Welchen Ansatz verfolgen Sie mit generativer KI für den Unterricht? Haben sich Ihre Richtlinien zu Beginn dieses neuen Schuljahres geändert?

Ich hatte das Glück, in den ersten beiden Quartalen, als ChatGPT eingeführt wurde, nicht unterrichten zu müssen. So konnte ich meinen Kollegen dabei zusehen, wie sie Dinge ausprobierten und sah, was funktionierte und was nicht. Im Frühjahr begann ich wieder zu unterrichten und beschloss, mich an ChatGPT zu orientieren. In einem Kurs über die Entwicklung von Kindern und das Lernen mit Technologie habe ich die Schüler gebeten, ChatGPT zu verwenden, um ihnen bei der Erstellung eines Unterrichtsplans zu helfen und dann zu kritisieren, was es ihnen gebracht hat. Die Schüler und ich fanden, dass ChatGPT völlig vernünftige Unterrichtspläne erstellt, aber sie sind alle ein bisschen „bla“. Sie sind uninspiriert. Ich wollte, dass die Schüler sie verbessern, und das taten sie auch.
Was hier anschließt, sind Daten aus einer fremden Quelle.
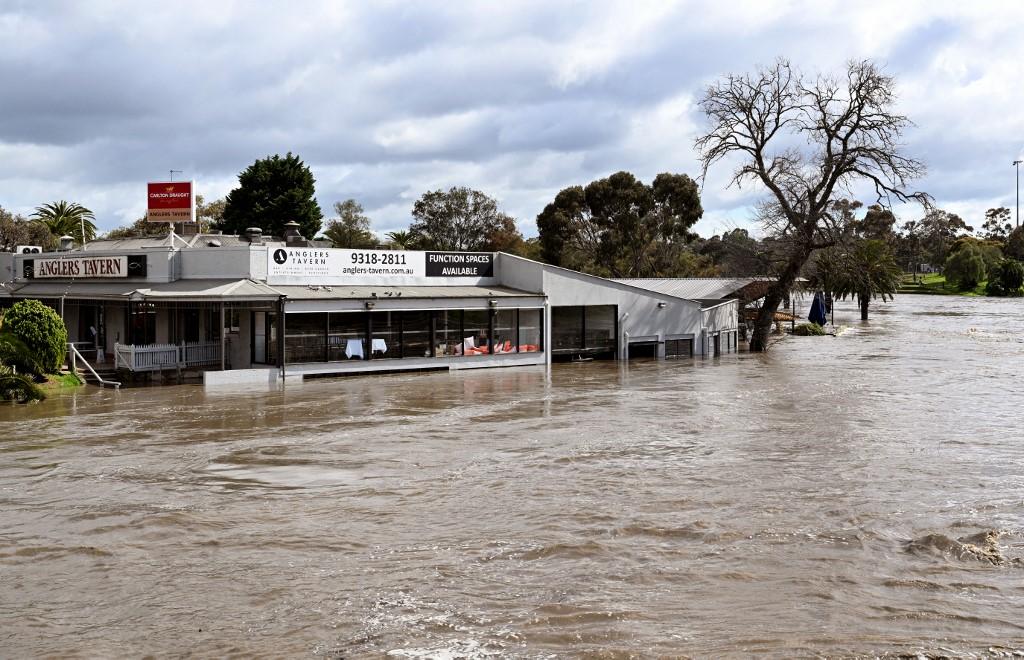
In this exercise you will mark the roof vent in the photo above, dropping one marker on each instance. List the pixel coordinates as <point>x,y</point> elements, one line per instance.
<point>254,235</point>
Diesen Herbst unterrichte ich einen Kurs über Forschungsmethoden. Und ich möchte, dass Studenten ChatGPT nutzen, um ihnen bei der Planung und Entwicklung ihrer Forschungsprojekte zu helfen. Sie werden feststellen, dass ChatGPT ihnen möglicherweise einen guten Ausgangspunkt bietet, aber wahrscheinlich auch einige gefälschte Zitate liefert, die völlig erfunden sind. Ich möchte, dass sie sich direkt mit diesen Vorteilen und Einschränkungen auseinandersetzen.